BANGLADESH’S President Mohammed Shahabuddin dissolved parliament today to allow a fresh general election following the overthrow of prime minister Sheikh Hasina on Monday.

Mr Shahabuddin also lifted the house arrest of opposition politician Khaleda Zia, which had been in place since 2018, as crowds partied in the streets and took selfies in the official residence of the premier, who resigned and fled to India on Monday morning following weeks of protests she had sought to suppress with mass arrests and the killing of hundreds of demonstrators.

Protest leaders said they would not allow a military-backed government to take interim control, as had been suggested by army chief General Waker uz-Zaman on Monday.

And the Communist Party of Bangladesh urged the revolutionary movement to continue “until full democratic rights are achieved,” warning “the victory of the people must not be appropriated by different sectors,” such as the military or elements of the discredited political elite.

“Everyone has a role in protecting peace, order and lives” in the interim, it stressed, after the Bangladesh Police Association announced a nationwide strike.

The police are widely blamed for the lethal violence meted out to student-led protests, initially over quotas of Civil Service jobs reserved for relatives of the veterans of Bangladesh’s war of independence against Pakistan in the 1970s. 

Several police stations have been attacked, and the association said police officers had been killed, though it did not give a figure. The police would not return to work until their security was guaranteed, it said, while adding an apology for violent attacks on demonstrators over the past month.

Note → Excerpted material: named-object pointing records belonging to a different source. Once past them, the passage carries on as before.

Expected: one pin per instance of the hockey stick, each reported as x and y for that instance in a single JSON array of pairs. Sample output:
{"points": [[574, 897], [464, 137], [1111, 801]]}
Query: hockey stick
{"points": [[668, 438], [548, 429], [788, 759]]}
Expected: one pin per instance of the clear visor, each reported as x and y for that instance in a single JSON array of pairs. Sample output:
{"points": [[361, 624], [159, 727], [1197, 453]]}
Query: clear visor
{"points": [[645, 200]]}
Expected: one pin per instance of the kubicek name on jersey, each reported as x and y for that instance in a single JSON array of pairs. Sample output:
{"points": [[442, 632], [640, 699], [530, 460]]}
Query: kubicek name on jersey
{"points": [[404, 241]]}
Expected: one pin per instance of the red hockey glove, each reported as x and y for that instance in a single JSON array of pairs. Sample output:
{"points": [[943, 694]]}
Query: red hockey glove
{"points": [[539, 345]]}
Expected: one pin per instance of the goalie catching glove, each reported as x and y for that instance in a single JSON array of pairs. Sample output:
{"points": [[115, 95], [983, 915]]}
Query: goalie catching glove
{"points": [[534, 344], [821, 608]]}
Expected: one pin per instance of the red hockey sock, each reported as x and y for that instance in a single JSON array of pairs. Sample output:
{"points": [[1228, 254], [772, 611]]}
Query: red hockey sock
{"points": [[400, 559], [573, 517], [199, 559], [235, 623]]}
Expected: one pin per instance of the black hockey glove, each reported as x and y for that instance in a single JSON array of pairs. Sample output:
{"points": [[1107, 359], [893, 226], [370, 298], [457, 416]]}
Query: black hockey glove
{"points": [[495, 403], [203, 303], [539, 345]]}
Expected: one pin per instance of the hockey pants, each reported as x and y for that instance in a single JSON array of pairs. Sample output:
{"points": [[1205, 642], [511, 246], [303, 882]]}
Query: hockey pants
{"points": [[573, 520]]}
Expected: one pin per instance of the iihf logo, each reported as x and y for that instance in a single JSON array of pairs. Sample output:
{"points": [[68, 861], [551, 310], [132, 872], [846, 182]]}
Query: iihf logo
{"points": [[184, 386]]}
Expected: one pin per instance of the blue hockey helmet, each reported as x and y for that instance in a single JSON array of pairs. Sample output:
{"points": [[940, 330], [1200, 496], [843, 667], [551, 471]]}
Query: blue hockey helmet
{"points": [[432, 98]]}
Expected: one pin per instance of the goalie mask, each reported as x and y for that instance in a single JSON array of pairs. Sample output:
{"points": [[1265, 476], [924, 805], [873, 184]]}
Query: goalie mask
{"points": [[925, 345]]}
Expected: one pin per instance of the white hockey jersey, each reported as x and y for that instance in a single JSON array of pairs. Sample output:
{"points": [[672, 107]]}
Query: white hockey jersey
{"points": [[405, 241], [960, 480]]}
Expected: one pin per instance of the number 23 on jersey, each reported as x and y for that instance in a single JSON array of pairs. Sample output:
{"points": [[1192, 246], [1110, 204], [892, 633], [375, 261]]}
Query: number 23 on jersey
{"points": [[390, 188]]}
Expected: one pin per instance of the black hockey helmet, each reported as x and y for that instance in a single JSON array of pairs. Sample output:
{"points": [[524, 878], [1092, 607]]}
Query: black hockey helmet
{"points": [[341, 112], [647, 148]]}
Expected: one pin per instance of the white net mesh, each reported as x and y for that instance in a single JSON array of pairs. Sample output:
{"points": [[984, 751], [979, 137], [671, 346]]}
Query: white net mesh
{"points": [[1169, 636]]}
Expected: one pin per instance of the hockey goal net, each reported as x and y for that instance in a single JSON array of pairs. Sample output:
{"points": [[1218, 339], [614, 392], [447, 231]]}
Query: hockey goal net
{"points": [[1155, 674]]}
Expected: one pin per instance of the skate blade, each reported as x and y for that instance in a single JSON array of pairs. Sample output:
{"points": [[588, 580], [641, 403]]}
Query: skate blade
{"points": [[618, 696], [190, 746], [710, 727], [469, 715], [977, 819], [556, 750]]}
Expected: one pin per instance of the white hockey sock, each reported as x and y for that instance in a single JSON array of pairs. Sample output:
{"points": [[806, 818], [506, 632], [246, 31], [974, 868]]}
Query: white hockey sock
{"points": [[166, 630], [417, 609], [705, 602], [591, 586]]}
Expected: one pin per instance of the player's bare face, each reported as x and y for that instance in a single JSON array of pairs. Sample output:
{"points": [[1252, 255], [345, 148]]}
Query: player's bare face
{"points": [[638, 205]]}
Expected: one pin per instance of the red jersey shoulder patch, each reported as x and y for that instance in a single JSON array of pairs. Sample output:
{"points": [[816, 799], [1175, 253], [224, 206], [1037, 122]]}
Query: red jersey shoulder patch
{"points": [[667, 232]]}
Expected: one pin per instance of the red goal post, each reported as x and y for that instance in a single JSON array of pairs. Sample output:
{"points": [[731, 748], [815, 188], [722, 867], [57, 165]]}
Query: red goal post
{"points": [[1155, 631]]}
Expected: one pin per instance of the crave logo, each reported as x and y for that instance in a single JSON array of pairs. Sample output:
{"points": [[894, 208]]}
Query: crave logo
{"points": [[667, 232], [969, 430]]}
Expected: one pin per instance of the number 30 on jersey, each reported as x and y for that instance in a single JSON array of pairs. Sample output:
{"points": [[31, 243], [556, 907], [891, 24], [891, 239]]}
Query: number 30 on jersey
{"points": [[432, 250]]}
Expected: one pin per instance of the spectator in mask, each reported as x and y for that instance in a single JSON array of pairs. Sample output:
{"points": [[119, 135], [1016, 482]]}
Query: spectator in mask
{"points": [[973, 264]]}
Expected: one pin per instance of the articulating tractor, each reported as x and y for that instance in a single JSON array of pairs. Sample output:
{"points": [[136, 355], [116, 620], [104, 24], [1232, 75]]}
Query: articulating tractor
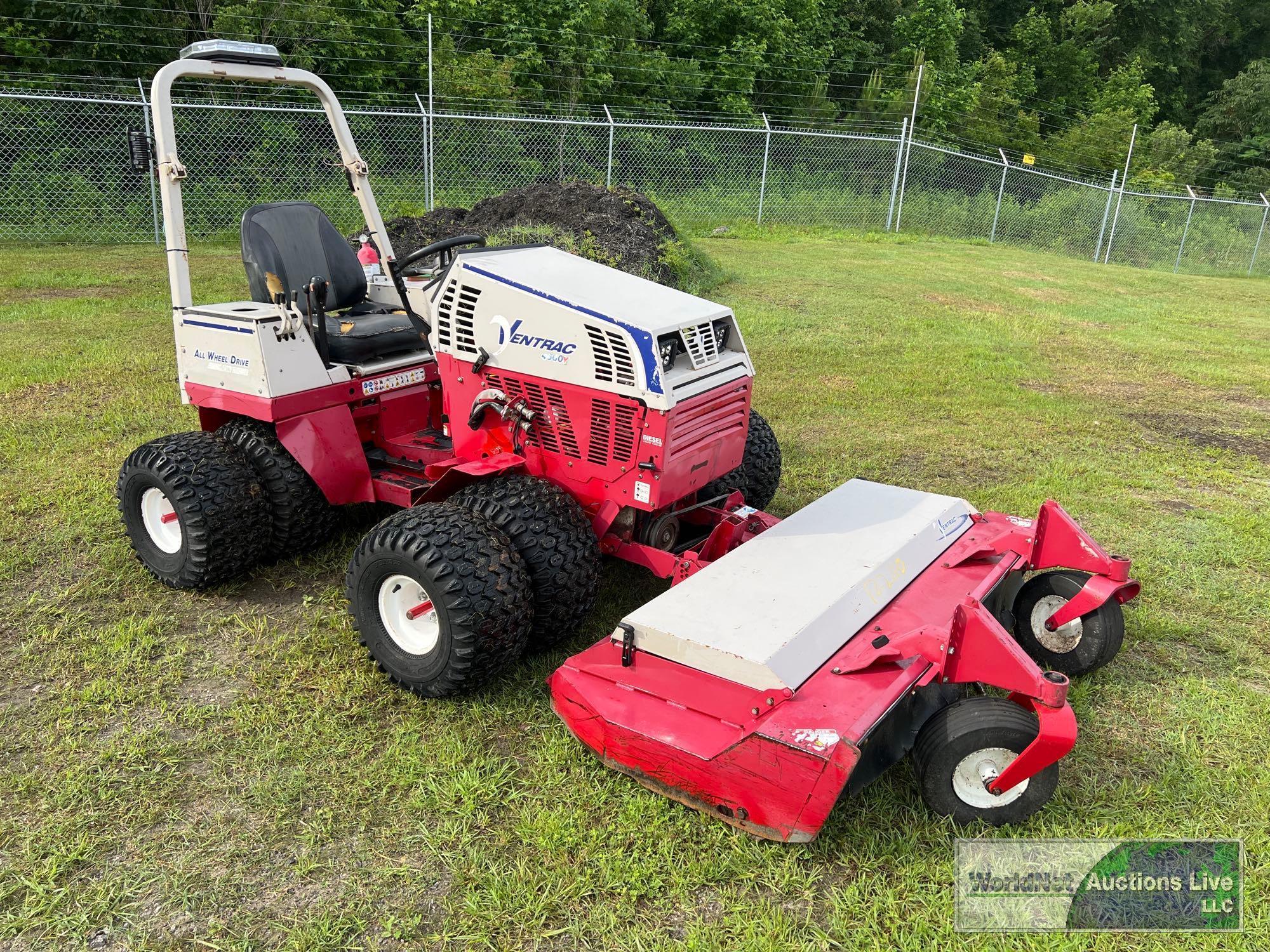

One of the student leaders, Nahid Islam, said the movement wanted Nobel Peace Prize laureate Muhammad Yunus to lead an interim government.

Mr Yunus is 83 and currently in Paris watching the Olympics. He called Ms Hasina’s overthrow on Monday a “second liberation day,” but did not immediately comment on requests that he take charge. His Nobel Prize was for pioneering “microcredit” as a banker helping impoverished people, particularly women, and he and Ms Hasina were old enemies.